New to Pyro: Slow MCMC, "nan" in SVI Optimization

Dear all,

I am new to the Pyro framework and I am trying to learn how to use it for Bayesian inference. I have tried a few examples, but I am now stuck on the following toy example on multiple linear regression:

import logging

import numpy as np

import torch
import torch.distributions.constraints as constraints

import pyro
import pyro.infer
import pyro.distributions as dist

from pyro.infer import MCMC, NUTS, Predictive, Trace_ELBO, SVI

pyro.set_rng_seed(101)

logging.basicConfig(format='%(message)s', level=logging.INFO)

intercept_0 = 4
beta_0 = [2, 3] # the _0 represents the true parameter, not to be confused with the intercept
sigma_0 = 1.5
n = 20

NUM_ITERS = 2000

x1 = np.exp(np.random.normal(loc=3, scale=2, size=[n, 1]))
x2 = np.random.binomial(n=1, p=0.4, size=[n, 1])

x = np.hstack((x1, x2))
y = intercept_0 + x@np.array(beta_0) + np.random.normal(loc=0, scale=sigma_0, size=[n,])

x = torch.Tensor(x)
y = torch.Tensor(y)


def regression(x, y):
    intercept = pyro.sample("intercept", dist.Normal(loc=0, scale=10))
    beta = []
    
    for i in range(x.shape[1]):
        beta.append(pyro.sample(f"beta{i}", dist.Normal(loc=0, scale=10)))
        
    sigma = pyro.sample("sigma", dist.InverseGamma(concentration=4, rate=2))
    
    mean = intercept + x.matmul(torch.Tensor(beta))
    
    return pyro.sample("y", dist.Normal(loc=mean, scale=sigma), obs=y)

"""
# code below is too slow... using a guide
# trying to sample from full conditional posterior

nuts_kernel = NUTS(model=regression)
mcmc = MCMC(kernel=nuts_kernel,
                 num_samples=10000,
                 num_chains=1, 
                 warmup_steps=1000)
posterior = mcmc.run(x=x, y=y)
"""

def guide(x, y):
    intercept_loc   = pyro.param("intercept_loc", torch.tensor(0.))
    intercept_scale = pyro.param("intercept_scale", torch.tensor(10.), constraint=constraints.positive)
    
    intercept_g = pyro.sample("intercept_g", dist.Normal(loc=intercept_loc, scale=intercept_scale))
    
    beta_g = []
    beta_loc   = {}
    beta_scale = {}
    
    for i in range(x.shape[1]):
        beta_loc[i]   = pyro.param(f"beta{i}_loc", torch.tensor(0.))
        beta_scale[i] = pyro.param(f"beta{i}_scale", torch.tensor(10.), constraint=constraints.positive)
        
        beta_g.append(pyro.sample(f"beta{i}_g", dist.Normal(loc=beta_loc[i], scale=beta_scale[i])))
    
    sigma_concentration = pyro.param("sigma_concentration", torch.tensor(4.), constraint=constraints.positive)
    sigma_rate = pyro.param("sigma_rate", torch.tensor(2.), constraint=constraints.positive)
    
    sigma_g = pyro.sample("sigma_g", dist.InverseGamma(concentration=sigma_concentration, 
                                                       rate=sigma_rate))
    
    mean_g = intercept_g + x.matmul(torch.Tensor(beta_g))
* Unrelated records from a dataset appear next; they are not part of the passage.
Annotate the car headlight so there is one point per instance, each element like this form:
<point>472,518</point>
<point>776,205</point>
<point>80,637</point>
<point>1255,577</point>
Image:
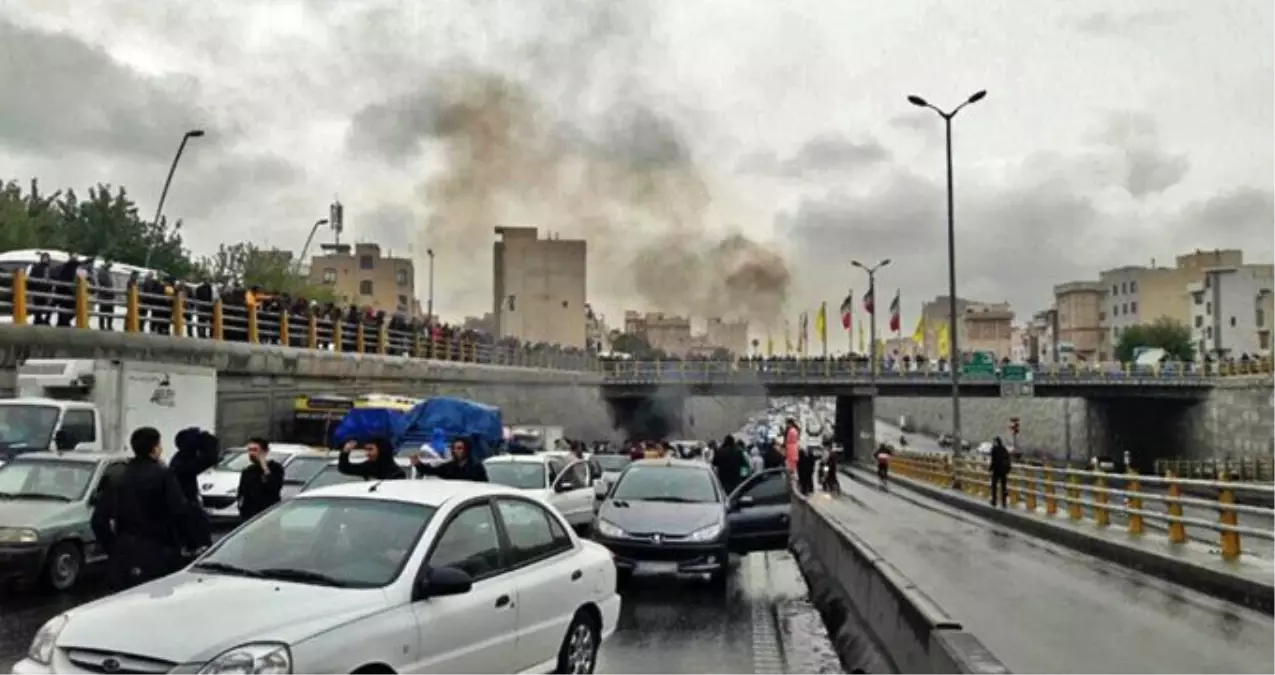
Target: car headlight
<point>705,534</point>
<point>17,535</point>
<point>608,530</point>
<point>41,650</point>
<point>253,659</point>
adam_params = {"lr": 0.005, "betas": (0.95, 0.999)}
optimizer = pyro.optim.Adam(adam_params)


pyro.clear_param_store()

svi = SVI(regression,
          guide,
          pyro.optim.Adam({"lr": .05}),
          loss=Trace_ELBO())

for i in range(NUM_ITERS):
    elbo = svi.step(x, y)
    logging.info("Elbo loss: {}".format(np.log(elbo)))

I have two questions:

  1. Why is the MCMC (in the commented out section) for full conditional posterior sampling really slow? Is this normal, or is there something wrong/highly inefficient in my code?
  2. I am getting nans when performing the SVI optimization procedure for variational inference. I initially thought that it was because I did not add constraints to my scale parameters, but I still get that error when I do. What is wrong with this code?

Apologies in advance if the solution to my questions are very simple.

Thank you very much,

Larry

Welcome to Pyro community @larryshamalama!

Why is the MCMC (in the commented out section) for full conditional posterior sampling really slow?

I think this article explains well why Python is slow, hence MCMC codes written in Python will be slow. You can try NumPyro, which has a similar syntax but very fast (the actual code will be compiled with XLA compiler).

I am getting nans when performing the SVI optimization procedure for variational inference

It is because you use different variable names for model and guide (see this tutorial).

Thank you very much for your help and references!